Bazı bulgular ahududu içeren ürünlerin antikoagulanlarla etkileşime geçip onların etkinliğini arttırdığını göstermektedir.

Lahana; ıspanak; karalahana; pazı; hardal; şalgam; maydanoz; brokoli; brüksel lahanası; hindiba; marul; kuru erik; kuşkonmaz; avakado; böğürtlen; pişmiş bezelye gibi besinler K vitamini içerikleri nedeniyle diyette en çok kısıtlanan besinlerdir. Hastanın alması gereken K vitamini sınırı hesaplanarak diyet buna göre düzenlenir.

Alkol:PT/INR oranını olumsuz etkileyebilir. Alkollü içeceklerin günde 3 porsiyondan/ölçüden fazla tüketilmesi Warfarinin etkisini arttırabilir. Alkol sınırlandırılmalı mümkünse tüketilmemelidir.

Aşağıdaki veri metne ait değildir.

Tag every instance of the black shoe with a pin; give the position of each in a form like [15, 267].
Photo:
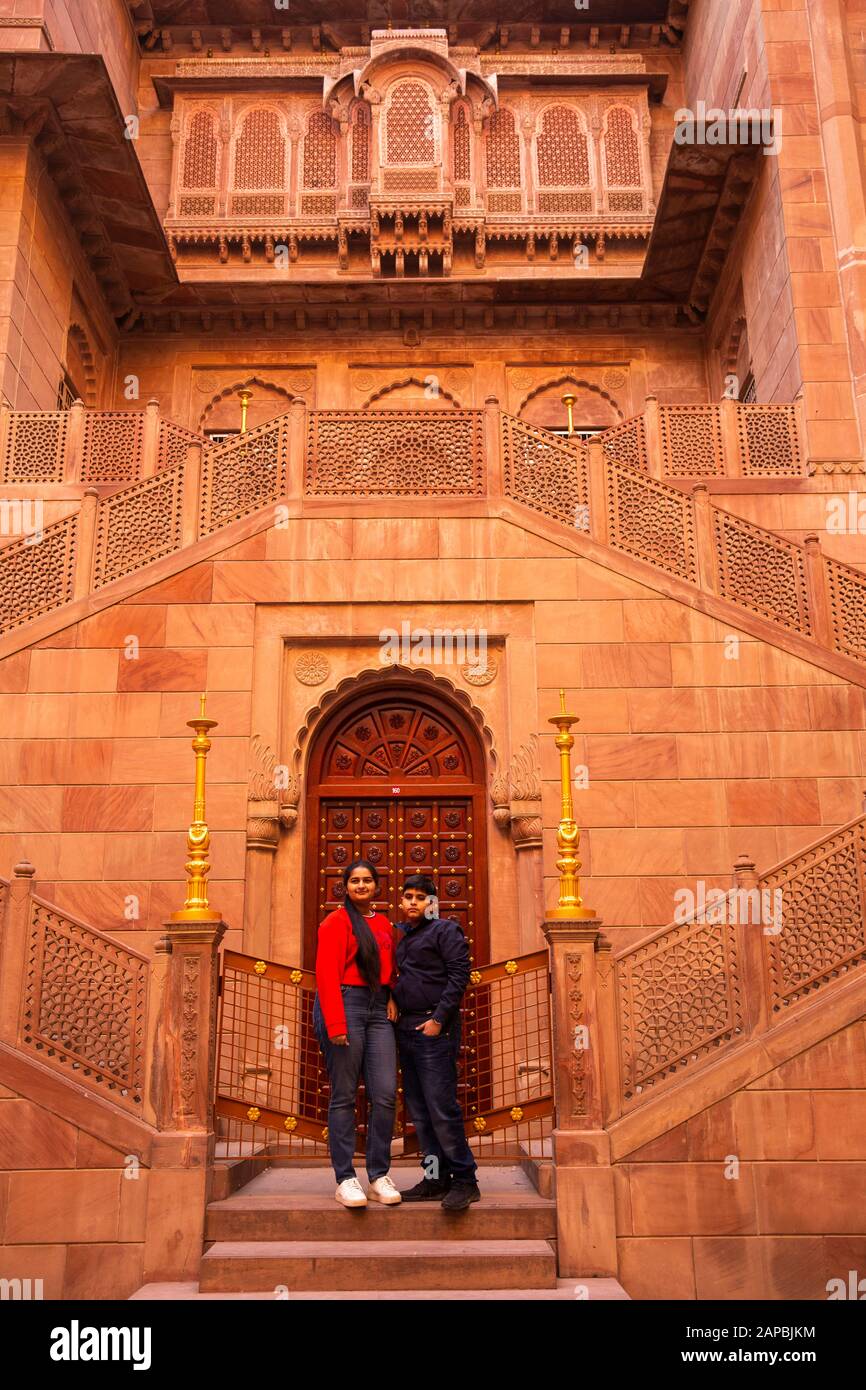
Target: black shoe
[428, 1190]
[460, 1197]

Yüksek protein; düşük CHO içeren diyet: Böyle bir diyet INR/PT oranını azaltır. Yüksek proteinli diyetler serum albumin düzeylerini hızlı bir şekilde arttırır. Bunun sonucunda warfarinin çoğu albumin ile bağlanır ve pıhtılaşmayı önleyici etkisi azalır.

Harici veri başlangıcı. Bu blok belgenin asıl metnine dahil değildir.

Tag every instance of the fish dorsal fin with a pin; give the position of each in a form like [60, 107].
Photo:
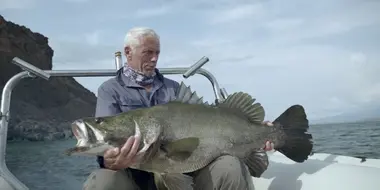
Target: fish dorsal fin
[245, 104]
[186, 95]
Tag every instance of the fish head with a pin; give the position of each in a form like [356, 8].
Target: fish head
[90, 137]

Diyet suplemanı ve bitkisel takviye edici ürünler: Bazı suplemanlar antikoagulan ajanlarla etkileşime girerek INR/PT oranını değiştirebilir. Altın çiçek; yaban mersini; kedi pençesi; çin melekotu; gümüş düğme; forskolin; sarımsak; zencefil; gingko; ginseng; at kestanesi; fitik asit(inositol hekzafosfat); meyankökü; yonca; sarı kantaron; zerdeçal gibi bitkisel ürünler INR/PT oranını etkiler. Sürekli vitamin mineral suplemanı kullanımında da ara sıra kullanıma nazaran daha az tehlike olduğu bulunmuştur. 1000 IU’den fazla E vitamini alımı kanama riskini arttırabilir. Araştırmalar kesin olmamakla birlikte warfarin kullanan hastalarda 800 IU’e kadar alınmasının güvenli olabileceğini göstermektedir.

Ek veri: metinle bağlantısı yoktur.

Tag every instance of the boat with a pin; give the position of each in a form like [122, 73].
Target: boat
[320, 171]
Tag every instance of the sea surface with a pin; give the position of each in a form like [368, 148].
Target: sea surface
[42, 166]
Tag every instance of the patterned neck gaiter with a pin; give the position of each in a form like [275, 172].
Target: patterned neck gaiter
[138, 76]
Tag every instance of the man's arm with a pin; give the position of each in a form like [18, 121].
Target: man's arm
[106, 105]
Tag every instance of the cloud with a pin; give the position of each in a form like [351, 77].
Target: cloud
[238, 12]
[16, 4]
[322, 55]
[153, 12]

Enteral Beslenme: AK tedavi alıp enteral beslenme desteği uygulanan hastalar yakından izlenmelidir. Enteral ürünlerle K Vitamini artışında anlamlı bir artış olabilir. Çoğu enteral ürün ılımlı miktarda K vitamini içerip bu miktarlar genelde diyetle alınan miktarlar ile benzerdir. Her 1000 kcal için 100 mcg’dan daha az K vitamini içeren bir enteral ürünün düzenli kullanımında warfarine karşı bir direnç gelişmez. Ancak K vitamini içeriği anlamlı bir şekilde düşük olan enteral ürünlerin kullanımında warfarine direnç gelişebilir.